Oregon School Assessment

Statistical findings summary

Why these analyses were run, what they found, and where results are strongest versus still tentative. Updated: 2026-02-22.

Why numeric analysis was needed

Dashboard charts and maps reveal broad patterns, but key factors are correlated with each other. Income, adult education, attendance, and school-level poverty often move together, so visual inspection alone cannot cleanly separate their contributions.

Core methodology

  • Weighted correlations and weighted regression models, using participant counts.
  • Joint models to compare relative signal strength under controls.
  • Dual-spec checks: income-based continuity models and poverty-aware companion models.
  • Interaction checks to test whether one factor's association changes at different levels of another.
  • Split-sample stability checks to verify findings are not driven by a narrow subset.
  • Focused exploratory models for spending and class size under collinearity-aware settings.
  • For detailed numeric outputs by script, see the statistical results overview.

Main findings to date

  • The strongest school-context signals are student poverty concentration, attendance, and adult BA+ context.

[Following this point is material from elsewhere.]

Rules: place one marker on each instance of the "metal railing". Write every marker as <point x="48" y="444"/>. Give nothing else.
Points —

Which one leads depends on subject and model specification.
  • Attendance adds substantial explanatory power and remains a top-tier factor after SES controls.
  • ODE Students Experiencing Poverty is a first-tier factor in 2024-25 models and often rivals or exceeds adult BA+ in explanatory strength.
  • Income remains useful as a community-context measure, but is usually smaller after controls.
  • Funding and class-size signals are weaker and less stable than education/attendance in current cross-sectional views.
  • Some interaction terms (especially education x attendance) improve fit, suggesting conditional effects.

What appears robust

  • Education-over-income ordering persisted in repeated split checks and in historical comparisons performed so far.
  • In 2024-25 analyses, poverty-aware models generally outperform income-only analogs without displacing BA+ leadership.
  • Attendance remains a major co-varying factor and should be interpreted alongside SES, not as a side note.

Current limits

  • Analyses are school-level aggregates; they do not identify individual-level causal pathways.
  • Cross-sectional design limits causal interpretation, especially for spending/class-size effects.
  • Collinearity between spending measures requires caution when reading raw coefficient signs.
  • Poverty-aware findings currently apply to 2024-25 models; 2018-19 comparisons remain income/education-based.

Detailed numeric overview

Read a fuller, model-by-model summary with effect sizes, fit improvements, and interpretation notes.

Open statistical results overview

Interpretation rule: treat these outputs as evidence about associations and comparative signal strength. Causal claims require stronger designs than currently available in this dataset.